Category Archives: Security economics

Social-science angles of security

GCHQ helps banks dump fraud losses on customers

We recently reported that the Commissioner of the Met, Sir Bernard Hogan-Howe, said that banks should not refund fraud victims as this would just make people careless with their passwords and antivirus. The banks’ desire to blame fraud victims if they can, to avoid refunding them, is rational enough, but for a police chief to support them was disgraceful. Thirty years ago, a chief constable might have said that rape victims had themselves to blame for wearing nice clothes; if he were to say that nowadays, he’d be sacked. Hogan-Howe’s view of bank fraud is just as uninformed, and just as offensive to victims.

Our spooky friends at Cheltenham have joined the party. The Register reports a story in the Financial Times (behind a paywall) which says GCHQ believes that “companies must do more to try and encourage their customers to improve their cyber security standards. Customers using outdated software – sometimes riddled with vulnerabilities that hackers can exploit – are a weak link in the UK’s cyber defences.” There is no mention of the banks’ own outdated technology, or of GCHQ’s role in keeping consumer software vulnerable.

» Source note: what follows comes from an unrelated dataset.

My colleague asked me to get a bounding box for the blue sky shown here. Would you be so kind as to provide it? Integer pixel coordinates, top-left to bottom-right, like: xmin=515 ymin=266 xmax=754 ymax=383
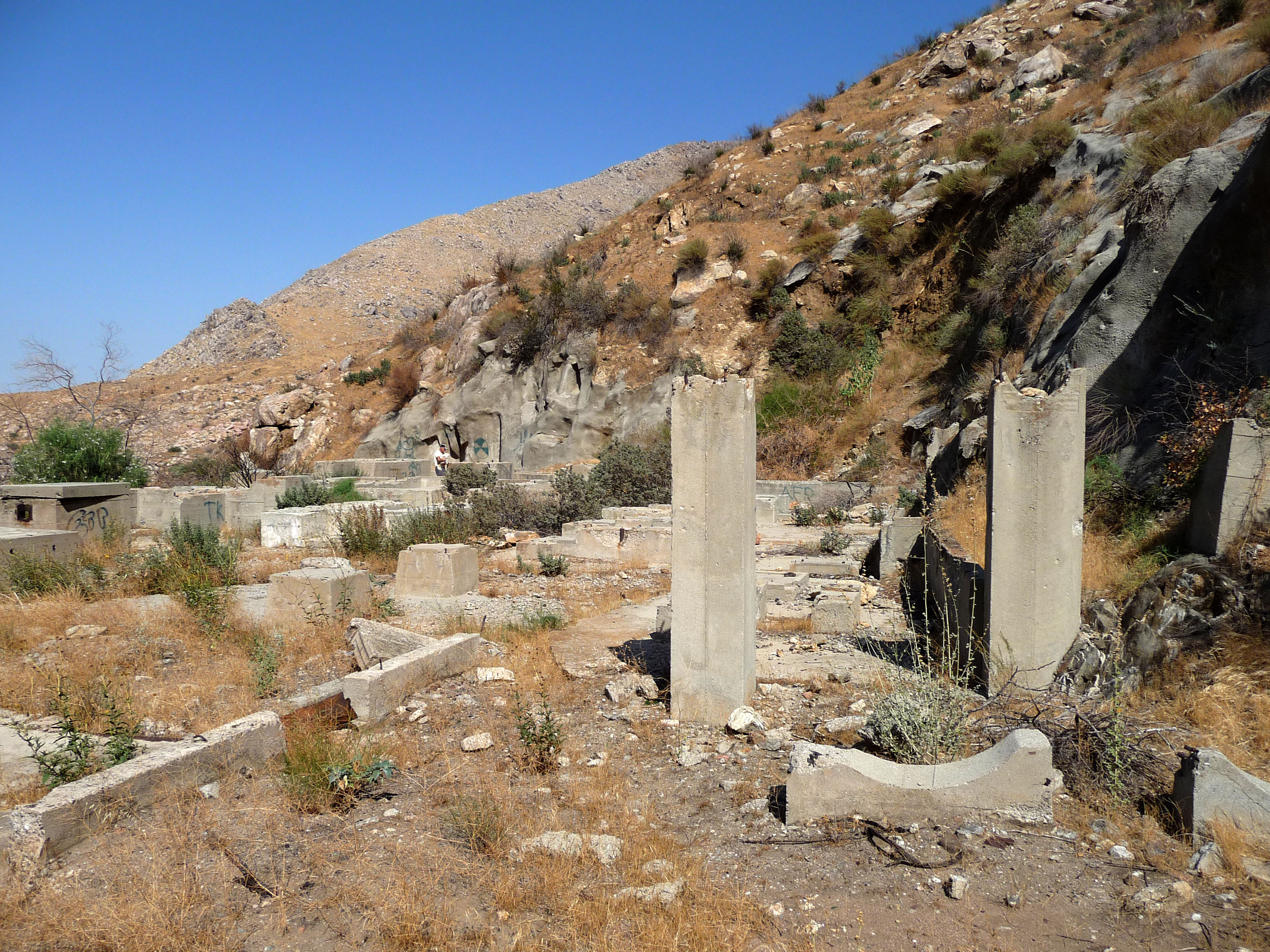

The elegant scribblers at the Financial Times are under the impression that “At present, banks routinely cover the cost of fraud, regardless of blame.” So they clearly are not regular readers of Light Blue Touchpaper.

The spooks are slightly more cautious; according to the FT, GCHQ “has told the private sector it will not take responsibility for regulatory failings”. I’m sure the banks will heave a big sigh of relief that their cosy relationship with the police, the ombudsman and the FCA will not be disturbed.

We will have to change our security-economics teaching material so we don’t just talk about the case where “Alice guards a system and Bob pays the costs of failure”, but also this new case where “Alice guards a system, and bribes the government to compel Bob to pay the costs of failure.” Now we know how Hogan-Howe is paid off; the banks pay for his Dedicated Card and Payment Crime Unit. But how are they paying off GCHQ, and what else are they getting as part of the deal?

Exploring the provision of online booter services

A manuscript authored by myself and Richard Clayton has recently been published as an advance access paper in the criminology journal Deviant Behavior.

This research uses criminological theories to study those who operate ‘booter services’: websites that illegally offer denial of service attacks for a fee. We interviewed those operating the sites, and found that booter services provide ‘easy money’ for the young males that run them. The operators claim they provide legitimate services for network testing, despite acknowledging that their services are used to attack other targets. Booter services are advertised through the online communities where the skills are learned and definitions favorable toward offending are shared. Some financial services proactively frustrate the provision of booter services, by closing the accounts used for receiving payments.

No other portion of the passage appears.